Yarışmayı izleyen ve vicdanı olan her insan evladı, adam kayırmacılığın geldiği son noktanın dünya olimpiyatlarına kadar uzanmış olmasından ötürü, Somali halkının geleceği hakkında kaygılandı, üzüldü.
Bu olay bizlere; işin ehli olmayan kişilere verilen görevlerin, sadece ilgili kişilerin başarısızlığı ile sonuçlanmayacağını, liyakatsizliğin doğuracağı zararların tüm ülkeye mal olacağını anlatmaktadır.
‘Somalili Atlet Vakası’ bizlere liyakate dayalı atamaların esas olduğunu göstermektedir.

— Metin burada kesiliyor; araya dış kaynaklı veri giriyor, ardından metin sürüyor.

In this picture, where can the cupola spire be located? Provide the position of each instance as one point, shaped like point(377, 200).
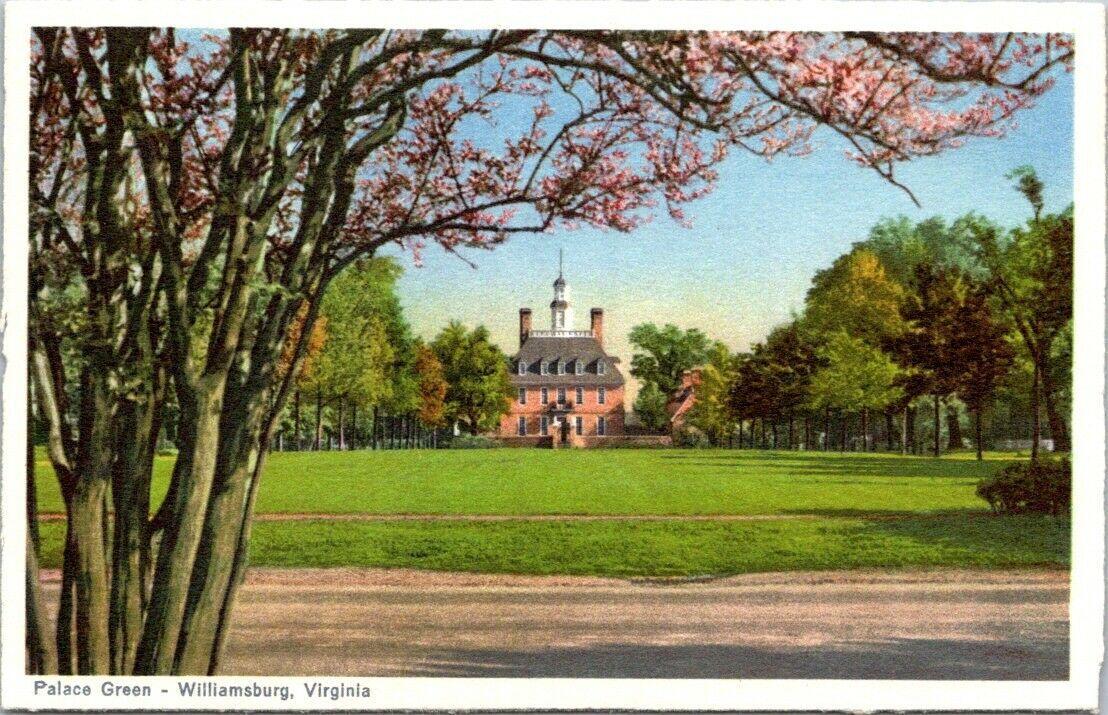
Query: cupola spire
point(561, 313)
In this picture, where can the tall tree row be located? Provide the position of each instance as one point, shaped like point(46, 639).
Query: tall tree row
point(921, 324)
point(190, 197)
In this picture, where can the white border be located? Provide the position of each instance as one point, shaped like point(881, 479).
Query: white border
point(1084, 20)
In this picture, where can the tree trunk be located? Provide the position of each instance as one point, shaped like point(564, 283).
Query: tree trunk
point(913, 438)
point(980, 440)
point(354, 427)
point(1058, 430)
point(341, 424)
point(936, 426)
point(904, 415)
point(318, 443)
point(41, 659)
point(953, 428)
point(296, 419)
point(40, 655)
point(1036, 419)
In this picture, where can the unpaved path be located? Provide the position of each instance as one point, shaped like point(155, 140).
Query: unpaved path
point(902, 624)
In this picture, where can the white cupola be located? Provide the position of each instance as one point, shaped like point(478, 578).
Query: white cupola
point(561, 312)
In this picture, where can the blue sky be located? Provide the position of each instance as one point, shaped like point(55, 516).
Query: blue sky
point(756, 242)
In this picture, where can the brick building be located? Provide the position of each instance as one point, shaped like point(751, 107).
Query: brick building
point(568, 391)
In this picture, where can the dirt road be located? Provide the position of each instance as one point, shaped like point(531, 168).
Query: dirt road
point(930, 625)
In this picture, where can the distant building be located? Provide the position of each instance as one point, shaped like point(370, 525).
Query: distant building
point(683, 401)
point(568, 391)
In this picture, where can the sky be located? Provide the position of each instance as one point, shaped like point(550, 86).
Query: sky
point(755, 244)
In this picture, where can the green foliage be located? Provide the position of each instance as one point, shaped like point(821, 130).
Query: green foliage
point(855, 296)
point(650, 407)
point(857, 376)
point(662, 355)
point(983, 354)
point(475, 371)
point(902, 246)
point(367, 355)
point(1043, 487)
point(711, 415)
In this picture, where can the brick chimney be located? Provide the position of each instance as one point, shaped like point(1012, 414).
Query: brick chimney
point(598, 325)
point(524, 325)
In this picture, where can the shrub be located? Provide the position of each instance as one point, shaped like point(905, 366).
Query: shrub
point(473, 441)
point(1042, 488)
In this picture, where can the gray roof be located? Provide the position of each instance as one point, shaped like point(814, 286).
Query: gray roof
point(568, 349)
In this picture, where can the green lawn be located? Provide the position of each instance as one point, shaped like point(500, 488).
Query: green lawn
point(864, 511)
point(618, 481)
point(656, 549)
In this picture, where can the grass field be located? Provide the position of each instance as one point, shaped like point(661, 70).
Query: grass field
point(859, 511)
point(618, 481)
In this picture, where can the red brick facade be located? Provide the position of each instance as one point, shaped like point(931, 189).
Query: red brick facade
point(572, 390)
point(590, 409)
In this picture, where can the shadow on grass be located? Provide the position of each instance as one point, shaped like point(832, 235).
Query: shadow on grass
point(1044, 659)
point(980, 537)
point(831, 463)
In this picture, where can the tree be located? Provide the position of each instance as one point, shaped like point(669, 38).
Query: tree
point(982, 354)
point(366, 356)
point(756, 390)
point(711, 414)
point(663, 355)
point(195, 196)
point(855, 296)
point(479, 388)
point(793, 359)
point(432, 387)
point(927, 350)
point(311, 350)
point(1032, 272)
point(650, 407)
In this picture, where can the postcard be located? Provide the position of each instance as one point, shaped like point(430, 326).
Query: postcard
point(452, 356)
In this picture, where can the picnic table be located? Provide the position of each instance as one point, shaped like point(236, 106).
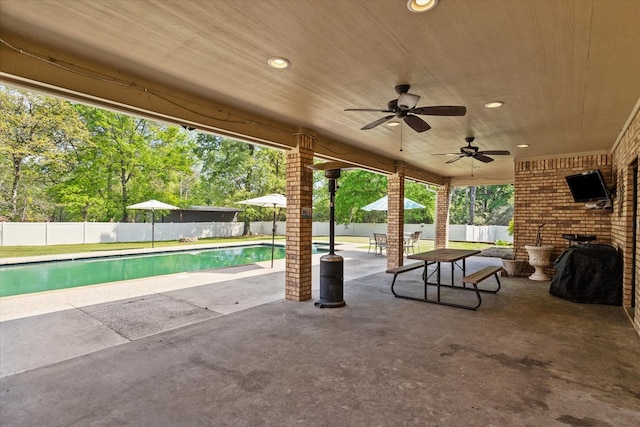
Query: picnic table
point(457, 259)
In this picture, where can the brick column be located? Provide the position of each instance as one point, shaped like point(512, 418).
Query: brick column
point(395, 219)
point(442, 216)
point(299, 226)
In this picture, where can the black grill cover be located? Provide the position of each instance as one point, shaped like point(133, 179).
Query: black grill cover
point(588, 273)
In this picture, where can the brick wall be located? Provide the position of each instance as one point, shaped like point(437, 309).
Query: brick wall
point(625, 158)
point(395, 219)
point(543, 197)
point(299, 229)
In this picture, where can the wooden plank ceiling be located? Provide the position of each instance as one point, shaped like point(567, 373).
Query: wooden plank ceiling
point(567, 72)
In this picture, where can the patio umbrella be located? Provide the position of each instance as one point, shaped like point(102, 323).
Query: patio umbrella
point(152, 205)
point(383, 205)
point(275, 200)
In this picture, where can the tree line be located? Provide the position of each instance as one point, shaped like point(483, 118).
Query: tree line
point(63, 161)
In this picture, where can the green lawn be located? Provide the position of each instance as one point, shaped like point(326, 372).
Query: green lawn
point(24, 251)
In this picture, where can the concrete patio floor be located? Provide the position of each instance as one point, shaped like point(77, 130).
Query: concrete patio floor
point(223, 348)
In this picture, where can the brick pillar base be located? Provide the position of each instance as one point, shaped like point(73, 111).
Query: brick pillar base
point(442, 216)
point(299, 226)
point(395, 219)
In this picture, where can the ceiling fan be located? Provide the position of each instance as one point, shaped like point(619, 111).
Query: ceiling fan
point(405, 108)
point(471, 151)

Dünya Üniversite Oyunlarında, diğer atletlerin ne kadar hızlı olduğunu görebilmek için normal bir kişinin (Nasra Abukar Ali'nin) sporcularla rekabet etmesini izledik.
Aslında burada gördüğümüz Somalili atletin geride kalması değil, gerçek sporcuların ne kadar da hızlı koştuklarıdır.
İşte liyakat böyle bir şeydir.
Liyakatli insan, işinde gerçek bir sporcu gibidir. Normal insanlara fark atar.
Ben bir sağlık çalışanı olarak artık sağlıkta liyakatsizliğin sona ermesini umut etmekteyim.
Günümüzde, Sağlık Bakanlığı taşra teşkilatında yer alan yöneticilerin hiçbiri liyakate dayalı bir sistem ile atanmamaktadır.
Bu durum, bu hali ile sürdürülebilir değildir.
Sağlıkta, ‘Somalili Atlet Vakası’ yaşanmaması için bu duruma artık son verilmelidir.
Örneğin; hayatında ambulansa binmemiş ya da ambulans sistemi hakkında en ufak bir eğitimi olmayan insanların, örneğin bir diş hekiminin, ambulans servisi başhekim yardımcısı olarak atanması uygun değildir.
Sağlık Bakanlığı’nda, yıllar önce yapılan ve liyakate dayalı bir sistem üzerinden yürütülen görevde yükselme sınavlarının yeniden yapılmasını temenni ediyorum.